Soms lees of hoor ik weleens discussies over natuurbeheer in Nederland, en bijna altijd is er wel die persoon die lacherig vraagt: ‘Welke natuur?’ Zelf heb ik ook weleens de vraag gekregen of Nederland nog wel échte natuur heeft als ik uitleg wat ik studeer. Genoeg mensen worden schijtziek van discussies over natuurbeheer. Zeker bij onderwerpen zoals landbouw, woningbouw en de wolf wordt er veel teweeggebracht. Want een klein landje als Nederland heeft toch helemaal geen natuur, dus hoezo moeten we daar nou altijd rekening mee houden?
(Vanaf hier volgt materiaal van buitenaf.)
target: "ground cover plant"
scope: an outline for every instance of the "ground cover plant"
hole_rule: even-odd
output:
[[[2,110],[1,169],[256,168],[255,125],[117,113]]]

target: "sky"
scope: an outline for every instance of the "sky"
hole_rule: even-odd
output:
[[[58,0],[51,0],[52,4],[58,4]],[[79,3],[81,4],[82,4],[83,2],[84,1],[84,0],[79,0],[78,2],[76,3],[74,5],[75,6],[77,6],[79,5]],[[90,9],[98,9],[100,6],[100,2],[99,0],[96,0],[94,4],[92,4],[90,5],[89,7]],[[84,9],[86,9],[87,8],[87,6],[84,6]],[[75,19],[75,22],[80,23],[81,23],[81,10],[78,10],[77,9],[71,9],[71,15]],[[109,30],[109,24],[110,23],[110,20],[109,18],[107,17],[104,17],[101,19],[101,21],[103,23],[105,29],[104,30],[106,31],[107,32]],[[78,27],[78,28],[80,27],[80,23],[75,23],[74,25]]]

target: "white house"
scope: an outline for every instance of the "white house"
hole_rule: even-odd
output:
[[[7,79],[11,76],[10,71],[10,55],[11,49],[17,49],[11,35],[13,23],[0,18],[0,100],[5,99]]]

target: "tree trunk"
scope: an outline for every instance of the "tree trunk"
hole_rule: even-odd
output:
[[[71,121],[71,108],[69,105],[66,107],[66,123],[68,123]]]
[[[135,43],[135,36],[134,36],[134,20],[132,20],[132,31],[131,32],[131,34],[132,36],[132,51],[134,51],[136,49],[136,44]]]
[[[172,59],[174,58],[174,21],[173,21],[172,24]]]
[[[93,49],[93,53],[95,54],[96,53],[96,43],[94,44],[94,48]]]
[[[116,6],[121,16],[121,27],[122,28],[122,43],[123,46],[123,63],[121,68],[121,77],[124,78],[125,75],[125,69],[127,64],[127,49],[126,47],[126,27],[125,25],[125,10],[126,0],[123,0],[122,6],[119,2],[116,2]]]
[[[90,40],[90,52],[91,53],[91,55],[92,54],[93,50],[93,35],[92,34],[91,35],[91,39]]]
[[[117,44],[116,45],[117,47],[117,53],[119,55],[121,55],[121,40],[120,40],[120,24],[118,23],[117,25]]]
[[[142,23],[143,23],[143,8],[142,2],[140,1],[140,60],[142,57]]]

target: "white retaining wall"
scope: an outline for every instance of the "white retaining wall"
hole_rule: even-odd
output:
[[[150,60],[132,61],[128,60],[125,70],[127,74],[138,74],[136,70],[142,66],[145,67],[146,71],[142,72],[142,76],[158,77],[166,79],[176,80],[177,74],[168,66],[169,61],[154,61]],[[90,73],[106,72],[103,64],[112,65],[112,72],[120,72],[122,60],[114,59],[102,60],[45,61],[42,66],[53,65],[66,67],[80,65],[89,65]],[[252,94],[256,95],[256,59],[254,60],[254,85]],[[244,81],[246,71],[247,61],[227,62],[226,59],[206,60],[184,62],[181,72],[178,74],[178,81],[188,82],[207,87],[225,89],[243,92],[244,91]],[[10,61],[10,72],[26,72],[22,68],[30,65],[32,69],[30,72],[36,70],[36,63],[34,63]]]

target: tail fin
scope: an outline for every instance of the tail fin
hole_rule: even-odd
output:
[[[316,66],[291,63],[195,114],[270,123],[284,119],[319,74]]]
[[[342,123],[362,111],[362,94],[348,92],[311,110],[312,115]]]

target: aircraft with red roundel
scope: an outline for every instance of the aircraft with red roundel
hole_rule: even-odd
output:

Dat ligt eraan hoe je naar natuur kijkt. In mijn column van 5 februari, ‘De natuur in onze cultuur’, beschreef ik drie verschillende visies van waaruit naar de natuur gekeken kan worden. Deze visies bestaan naast elkaar in een samenleving, maar vaak is er één die overheerst in een tijdperk. Zo vonden we in de 19e eeuw dat de wilde, woeste natuur buiten onze leefomgeving in toom gebracht moest worden. Veel cultuurhistorische landschappen ontstonden op die manier. In de 20e eeuw waren we na de Tweede Wereldoorlog vooral bezig met wederopbouw; de natuur was puur functioneel en bedoeld voor ons gewin. Maar eind 20e eeuw kwamen we in Nederland toch al vervelende effecten tegen, zoals een sterke afname van roofvogels door DDT (een pesticide die zich ophoopt in vogels en ervoor zorgde dat de eischalen van roofvogels niet meer uithardden, waardoor kuikens niet meer geboren werden), sterfte van vervuilingsgevoelige soorten en watervervuiling. Vanaf 1970 begonnen we de natuur toch maar iets meer te zien als iets waar we samen voor moeten zorgen. We kunnen niet altijd nemen en nooit geven, dus kwam er een verbod op DDT, bedachten we de eerste wetgeving met betrekking tot waterzuivering en kwam er een natuuronderdeel in het landbouwbeleid.
Nu, in de 21e eeuw, beseffen we ons steeds meer dat we net zo veel moeten geven aan de natuur als dat we nemen. De échte natuur waarvan mensen vinden dat Nederland die niet heeft, is de primaire wildernis. Voor primaire wildernis moeten we terug naar de tijd voordat de mens zich ging vestigen, want toen was er nul, noppes, nada invloed van de mens. Dus het klopt dat we dat niet hebben. Nederland heeft wél natuur, en of je dat nu échte natuur vindt of niet: natuur is natuur. We hebben namelijk tertiaire wildernis in Nederland: natuur die is ontstaan als een bewuste keuze van mensen, met menselijke inrichtingsmaatregelen en extensief natuurbeheer.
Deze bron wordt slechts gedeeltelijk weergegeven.